|Author||J. Howard Moore|
|Publisher||Ernest Bell, York House|
|1907 (revised edition, 1909)|
The New Ethics is a 1907 book by the American zoologist and philosopher J. Howard Moore, in which he advocates for a form of ethics, that he calls the New Ethics, which applies the principle of the Golden Rule—treat others as you would want to be treated yourself—to all sentient beings. It expands on the ideas espoused in his 1906 book, The Universal Kinship.
Moore starts by examining how many new ideas are attacked and ridiculed before they eventually find acceptance in society. He then lays out his thesis of the New Ethics, arguing that humans are simply individual sentient beings, existing alongside a number of other sentient beings, differing only in degree, not in kind. Moore asserts that the Golden Rule, which he calls "The Great Law", is applicable to all beings, regardless of their species membership. He contends that the New Ethics is an ethical consequence of Darwin's theory of evolution, which established that all beings are related to each other and that it rejected the anthropocentric belief that non-human animals were produced for the benefit of humans.
Moore then explores human attitudes towards others, looking at both their treatment of other humans and other animals. He laments how humans have become masters over the earth, but have not recognized their responsibilities towards their fellow beings, instead becoming butchers by harming the beings they have duties towards, such as through vivisection, hunting and slaughtering them for food. Moore then criticizes what he considers to be the most common objection to the New Ethics thesis: that it is necessary for humans to exploit others to provide for their needs and desires; he argues that the objection is egotistical because it fails to consider the perspective of the victims.
He then argues that non-human animals have made, and continue to make, significant contributions to the development of human civilization and that humans treat these beings as mere means to an end. Moore contends that the ideal relationship would be one were humans and other animals work together for their mutual benefit. Moore then criticizes the use of animal products, such as fur, for human clothing and describes alternative methods for humans to clothe themselves using plant-based materials. He argues that current developments will lead to a future where humans no longer clothe themselves in animal-based clothing. He then looks at the question of what humans should eat, exploring the nutrients that humans require and examining human physiology, determining that humans are naturally herbivores; he concludes that the ideal diet is vegetarian.

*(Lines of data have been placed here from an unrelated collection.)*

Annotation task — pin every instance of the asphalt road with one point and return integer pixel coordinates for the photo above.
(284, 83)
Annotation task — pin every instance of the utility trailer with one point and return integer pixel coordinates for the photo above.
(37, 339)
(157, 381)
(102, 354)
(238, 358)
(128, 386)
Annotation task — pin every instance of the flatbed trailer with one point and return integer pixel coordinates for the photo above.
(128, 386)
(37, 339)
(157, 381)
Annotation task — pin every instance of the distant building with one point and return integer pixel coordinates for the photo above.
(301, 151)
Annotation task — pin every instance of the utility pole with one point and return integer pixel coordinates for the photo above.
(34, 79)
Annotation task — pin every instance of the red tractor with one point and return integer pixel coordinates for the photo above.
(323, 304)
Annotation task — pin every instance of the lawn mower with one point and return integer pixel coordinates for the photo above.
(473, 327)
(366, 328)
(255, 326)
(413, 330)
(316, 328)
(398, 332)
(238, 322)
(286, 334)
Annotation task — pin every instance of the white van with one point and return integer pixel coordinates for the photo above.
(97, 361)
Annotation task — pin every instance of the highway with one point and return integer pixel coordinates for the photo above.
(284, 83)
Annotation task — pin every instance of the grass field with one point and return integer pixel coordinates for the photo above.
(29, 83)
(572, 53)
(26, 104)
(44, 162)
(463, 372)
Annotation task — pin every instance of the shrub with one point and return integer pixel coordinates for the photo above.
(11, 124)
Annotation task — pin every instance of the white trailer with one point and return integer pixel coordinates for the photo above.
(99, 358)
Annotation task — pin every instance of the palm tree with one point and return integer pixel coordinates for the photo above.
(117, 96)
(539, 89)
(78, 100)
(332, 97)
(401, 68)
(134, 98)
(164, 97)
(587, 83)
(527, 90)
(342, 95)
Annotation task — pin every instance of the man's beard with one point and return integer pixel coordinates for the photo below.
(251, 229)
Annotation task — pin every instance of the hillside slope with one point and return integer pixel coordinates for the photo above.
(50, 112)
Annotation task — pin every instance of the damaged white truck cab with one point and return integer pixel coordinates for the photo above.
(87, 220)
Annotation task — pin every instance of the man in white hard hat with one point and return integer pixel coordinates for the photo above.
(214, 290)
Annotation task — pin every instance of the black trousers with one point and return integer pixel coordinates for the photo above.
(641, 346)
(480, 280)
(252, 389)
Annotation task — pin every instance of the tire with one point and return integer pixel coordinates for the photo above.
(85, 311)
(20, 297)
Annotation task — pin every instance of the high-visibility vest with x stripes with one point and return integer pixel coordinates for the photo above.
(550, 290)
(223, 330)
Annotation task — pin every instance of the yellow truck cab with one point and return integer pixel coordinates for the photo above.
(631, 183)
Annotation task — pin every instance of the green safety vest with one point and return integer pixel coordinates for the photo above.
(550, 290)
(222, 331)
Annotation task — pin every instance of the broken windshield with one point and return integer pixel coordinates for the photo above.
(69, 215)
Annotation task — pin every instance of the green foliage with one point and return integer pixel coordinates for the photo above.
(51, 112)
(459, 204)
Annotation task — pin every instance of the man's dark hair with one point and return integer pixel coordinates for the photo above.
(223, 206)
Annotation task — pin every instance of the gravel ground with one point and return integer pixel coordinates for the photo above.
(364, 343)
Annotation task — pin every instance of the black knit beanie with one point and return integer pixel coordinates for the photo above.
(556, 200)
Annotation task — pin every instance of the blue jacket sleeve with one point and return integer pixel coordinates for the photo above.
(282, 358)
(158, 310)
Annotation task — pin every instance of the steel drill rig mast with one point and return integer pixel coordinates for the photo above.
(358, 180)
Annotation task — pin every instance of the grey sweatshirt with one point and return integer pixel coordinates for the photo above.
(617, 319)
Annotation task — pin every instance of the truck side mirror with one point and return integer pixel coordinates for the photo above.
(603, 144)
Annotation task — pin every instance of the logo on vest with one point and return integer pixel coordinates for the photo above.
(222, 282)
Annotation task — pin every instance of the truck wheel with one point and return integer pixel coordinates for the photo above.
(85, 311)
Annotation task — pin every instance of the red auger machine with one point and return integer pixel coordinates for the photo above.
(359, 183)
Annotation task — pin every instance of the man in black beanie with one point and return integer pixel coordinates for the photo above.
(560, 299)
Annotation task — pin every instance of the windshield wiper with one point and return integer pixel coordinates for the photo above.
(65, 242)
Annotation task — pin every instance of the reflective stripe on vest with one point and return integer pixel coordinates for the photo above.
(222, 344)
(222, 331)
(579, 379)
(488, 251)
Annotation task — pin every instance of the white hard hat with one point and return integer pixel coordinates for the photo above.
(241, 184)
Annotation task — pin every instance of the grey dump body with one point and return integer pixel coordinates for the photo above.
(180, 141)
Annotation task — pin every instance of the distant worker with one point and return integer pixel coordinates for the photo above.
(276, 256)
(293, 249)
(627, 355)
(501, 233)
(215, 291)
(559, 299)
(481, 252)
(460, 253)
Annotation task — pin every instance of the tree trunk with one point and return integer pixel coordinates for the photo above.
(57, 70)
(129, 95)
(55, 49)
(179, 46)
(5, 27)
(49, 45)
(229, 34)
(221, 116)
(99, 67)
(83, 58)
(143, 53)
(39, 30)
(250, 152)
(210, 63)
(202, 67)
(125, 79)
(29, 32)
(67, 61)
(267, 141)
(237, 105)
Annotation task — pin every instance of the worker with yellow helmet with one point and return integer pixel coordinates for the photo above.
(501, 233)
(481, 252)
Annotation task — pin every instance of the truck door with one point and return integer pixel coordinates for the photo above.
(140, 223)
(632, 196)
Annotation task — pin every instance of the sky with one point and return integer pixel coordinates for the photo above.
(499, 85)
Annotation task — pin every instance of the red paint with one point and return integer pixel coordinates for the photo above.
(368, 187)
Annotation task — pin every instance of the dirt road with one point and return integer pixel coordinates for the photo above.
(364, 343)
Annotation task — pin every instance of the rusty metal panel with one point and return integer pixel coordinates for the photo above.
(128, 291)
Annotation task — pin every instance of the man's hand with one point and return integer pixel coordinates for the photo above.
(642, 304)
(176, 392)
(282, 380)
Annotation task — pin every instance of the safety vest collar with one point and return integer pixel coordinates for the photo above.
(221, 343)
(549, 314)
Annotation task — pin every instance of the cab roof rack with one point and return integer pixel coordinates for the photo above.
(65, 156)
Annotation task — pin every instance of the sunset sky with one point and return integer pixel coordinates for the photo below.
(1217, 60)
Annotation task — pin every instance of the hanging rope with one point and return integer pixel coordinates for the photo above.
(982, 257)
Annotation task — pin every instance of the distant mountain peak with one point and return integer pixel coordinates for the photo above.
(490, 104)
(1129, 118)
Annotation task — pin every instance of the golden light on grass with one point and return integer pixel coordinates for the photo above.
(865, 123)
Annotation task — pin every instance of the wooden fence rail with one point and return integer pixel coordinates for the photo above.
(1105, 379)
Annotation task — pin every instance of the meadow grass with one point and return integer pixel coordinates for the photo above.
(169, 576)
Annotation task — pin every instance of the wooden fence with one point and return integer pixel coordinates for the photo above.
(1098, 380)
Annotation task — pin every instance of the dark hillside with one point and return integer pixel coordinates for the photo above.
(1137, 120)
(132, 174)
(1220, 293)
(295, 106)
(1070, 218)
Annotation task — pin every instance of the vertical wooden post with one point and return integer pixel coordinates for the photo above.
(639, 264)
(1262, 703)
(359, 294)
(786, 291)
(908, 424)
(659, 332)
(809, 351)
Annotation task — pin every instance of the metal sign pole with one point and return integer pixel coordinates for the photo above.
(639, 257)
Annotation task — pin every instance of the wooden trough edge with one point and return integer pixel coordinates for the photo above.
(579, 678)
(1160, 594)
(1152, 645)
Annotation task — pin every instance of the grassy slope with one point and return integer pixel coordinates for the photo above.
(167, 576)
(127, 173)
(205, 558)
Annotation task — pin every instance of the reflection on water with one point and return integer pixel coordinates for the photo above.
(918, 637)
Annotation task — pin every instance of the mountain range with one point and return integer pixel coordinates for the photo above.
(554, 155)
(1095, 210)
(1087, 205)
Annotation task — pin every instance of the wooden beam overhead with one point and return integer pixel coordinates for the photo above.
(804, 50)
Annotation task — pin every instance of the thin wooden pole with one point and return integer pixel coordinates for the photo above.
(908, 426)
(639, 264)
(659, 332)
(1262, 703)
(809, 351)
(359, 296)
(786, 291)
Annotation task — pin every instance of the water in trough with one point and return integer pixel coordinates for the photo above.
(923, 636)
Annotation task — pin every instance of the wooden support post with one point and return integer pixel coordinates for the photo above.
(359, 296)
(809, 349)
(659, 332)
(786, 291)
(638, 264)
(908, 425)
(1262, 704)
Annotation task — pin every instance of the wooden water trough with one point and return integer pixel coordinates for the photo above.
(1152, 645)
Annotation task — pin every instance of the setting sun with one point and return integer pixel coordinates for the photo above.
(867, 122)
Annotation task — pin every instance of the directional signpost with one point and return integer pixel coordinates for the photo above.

Moore also criticises the claim that humans are required to kill other animals to prevent overpopulation, as well as the use of the survival of the fittest and an appeal to nature as objections against the New Ethics. Moore then sketches the evolutionary development of society—highlighting people such as Copernicus, Galileo and Darwin who have made significant contributions to human progress—and making a case for socialism and the women's movement. He concludes the book by asserting that the popularity or unpopularity of a proposition has no bearing on its truth or falsity and describing his dream of a future celestial civilization where humans are no longer savages and they instead live in justice and brotherhood with every sentient being.
A review in the socialist magazine The New Age, described the book as uneven and overly sentimental, but felt that Moore redeemed himself in the conclusion. The Westminster Review's review highlighted the shortness of the book, described the books central thesis as "extremist altruism" and contended that the book made excellent points.
In 1931, C. M. Knight wrote positively of the book, stating:
Some readers may not approve of Mr. Moore's warm enthusiasm, fervent language, and eloquent indictment of the shortcomings of men, and may wish that he had produced a cold scientific work on the subject; but those who have the humane cause at heart will not carp at methods, and will even overlook lapses from good taste and rejoice in all books which stimulate thought and arouse men form apathy, the greatest curse in the world and the worst stumbling-block in the way of all reform.
The book was dedicated to Tess,: vii the pet name for Moore's wife, Jennie; they were both admirers of the character Tess from Tess of the D'Urbervilles by Thomas Hardy.
The first edition was published by Ernest Bell in London, in 1907. A revised edition was published by Samuel A. Bloch, in Chicago, in 1909.